2. It is an arbitrary vector, the vector you rotate about.
3. There is no scalar product here. $\theta$ is an angle, not a vector.

3. There is no scalar product here. θθ\theta is an angle, not a vector.
I meant the scalar multiplication of the scalar $\theta$ and the vector $\vec{n} \times \phi$. Sorry for the confusion. It is, indeed, a scalar multiplication, is it not?

I think I'm now beginning to understand the form of the $SO(3)$ rotation of the vector $\vec{\phi}$ of fields about the arbitrary unit vector $\vec{n}$ by an infinitesimal angle $\theta$.

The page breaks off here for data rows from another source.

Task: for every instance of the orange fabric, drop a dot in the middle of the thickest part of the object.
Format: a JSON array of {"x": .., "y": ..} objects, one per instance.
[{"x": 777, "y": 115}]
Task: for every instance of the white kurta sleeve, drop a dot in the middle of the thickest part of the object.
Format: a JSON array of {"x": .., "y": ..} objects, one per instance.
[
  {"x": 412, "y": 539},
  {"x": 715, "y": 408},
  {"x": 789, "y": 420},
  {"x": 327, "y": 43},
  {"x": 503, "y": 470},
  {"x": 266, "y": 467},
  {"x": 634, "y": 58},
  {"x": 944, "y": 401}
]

My difficulty lay with the visualisation of the space within which the rotation takes place. I think I have now cleared my confusion. Let me explain:

Unlike transformations such as translations and Lorentz transformations, which transform spacetime coordinates and thereby induce a transformation of the field configuration(s), this example does not consider a transformation of the spacetime coordinates, but rather directly considers an internal transformation of the field configurations themselves. To understand the transformation, we need to visualise a right-handed coordinate system where the internal points are labelled by a triplet of real fields $\phi_{a} (a=1,2,3)$. Each of the internal points corresponds to a triplet of real fields $\phi_{a} (a=1,2,3)$, and therefore each of the internal points can be labelled by the vector $\vec{\phi} = (\phi_{a},\phi_{b},\phi_{c})$. The state of a system governed by the Lagrangian density $\mathcal{L}=\frac{1}{2}\partial_{\mu}\phi_{a}\partial^{\mu}\phi_{a}-\frac{1}{2}m^{2}\phi_{a}\phi_{a}$ is given by some internal point $(\phi_{a},\phi_{b},\phi_{c})$ in this internal space. We can imagine various transformations of this internal point. (The Lagrangian density may or may be invariant under any of these transformations.) One particular transformation is the $SO(3)$ rotation of the internal point $(\phi_{a},\phi_{b},\phi_{c})$, or equivalently, of the vector $\vec{\phi}=(\phi_{a},\phi_{b},\phi_{c})$ of fields, about an arbitrary unit vector $\vec{n}$ by an infinitesimal angle $\theta$. The form of the rotations is therefore given by $\delta \phi_{a} = \theta (\vec{n}\times\vec{\phi})_{a} = \theta\epsilon_{abc}n_{b}\phi_{c}$.

Am I correct?

If someone could please tell me if my understanding of the internal space of fields (within which the infinitesimal $SO(3)$ rotation is taking place) is correct, then I could proceed with solving the problem.